US commentators now stress the responsibility that befalls the Libyan people, and the prospects of a bright future for them. Vice-president Joe Biden got it right on Thursday when he quoted Yeats. In just 10 years, the Middle East has utterly changed.
Let’s hope that our leaders have changed too, that unlike George W Bush, Tony Blair and Nicolas Sarkozy, the new generation of western leaders – Barack Obama and David Cameron – will not prove as erratic as their predecessors in dealing with tyrants.
Did Bush think it through when he held up Gadafy as an example for others, after Gadafy gave up his WMD programme?
Will the US ask Sarkozy – who in 2007 sold Gadafy €168 million worth of Milan anti-tank weapons – to help pay for the weapons clean-up? And will someone ask the former British prime minister Tony Blair to explain why he visited Gadafy six times between June 2007, when Blair left Downing Street, and June 2010 – twice in private aircraft hired by Gadafy?

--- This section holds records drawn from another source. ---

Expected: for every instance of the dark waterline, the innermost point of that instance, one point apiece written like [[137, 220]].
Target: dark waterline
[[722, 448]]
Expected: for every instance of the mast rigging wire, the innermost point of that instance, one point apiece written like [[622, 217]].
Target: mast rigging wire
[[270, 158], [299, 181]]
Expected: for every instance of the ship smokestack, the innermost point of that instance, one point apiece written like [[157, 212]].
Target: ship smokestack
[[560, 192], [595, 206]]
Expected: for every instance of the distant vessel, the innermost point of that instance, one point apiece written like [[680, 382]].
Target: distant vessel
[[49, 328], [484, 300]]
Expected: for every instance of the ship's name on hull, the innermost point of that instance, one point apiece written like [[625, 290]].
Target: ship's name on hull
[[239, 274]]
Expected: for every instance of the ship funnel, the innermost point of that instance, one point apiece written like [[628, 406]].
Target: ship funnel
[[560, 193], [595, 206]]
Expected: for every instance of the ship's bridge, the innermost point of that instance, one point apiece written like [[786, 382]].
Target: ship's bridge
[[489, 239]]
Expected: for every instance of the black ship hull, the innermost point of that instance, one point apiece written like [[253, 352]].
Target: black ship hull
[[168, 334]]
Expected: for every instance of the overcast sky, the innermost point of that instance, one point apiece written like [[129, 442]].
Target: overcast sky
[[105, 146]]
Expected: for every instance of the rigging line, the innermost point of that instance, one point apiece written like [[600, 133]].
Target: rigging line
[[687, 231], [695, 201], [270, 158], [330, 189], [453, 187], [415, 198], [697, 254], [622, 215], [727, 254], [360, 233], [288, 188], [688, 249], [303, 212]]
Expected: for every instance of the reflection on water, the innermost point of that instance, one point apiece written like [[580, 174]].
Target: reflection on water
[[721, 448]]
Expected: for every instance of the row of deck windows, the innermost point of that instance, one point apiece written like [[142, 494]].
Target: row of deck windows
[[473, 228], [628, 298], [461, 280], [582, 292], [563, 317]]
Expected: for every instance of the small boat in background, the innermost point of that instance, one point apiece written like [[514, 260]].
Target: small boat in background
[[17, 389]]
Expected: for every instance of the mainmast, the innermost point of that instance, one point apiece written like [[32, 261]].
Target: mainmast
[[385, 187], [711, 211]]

Blair is a senior adviser to JP Morgan investment bank, which is believed to have managed half a billion dollars for Libya.
"When [Blair] had tea in the desert with the 'Brother Leader', did he ever ask him who killed my father?" Hoda Abuzeid, a British Libyan whose dissident father was murdered in London by Libyan agents, asked the Daily Telegraph. Good question.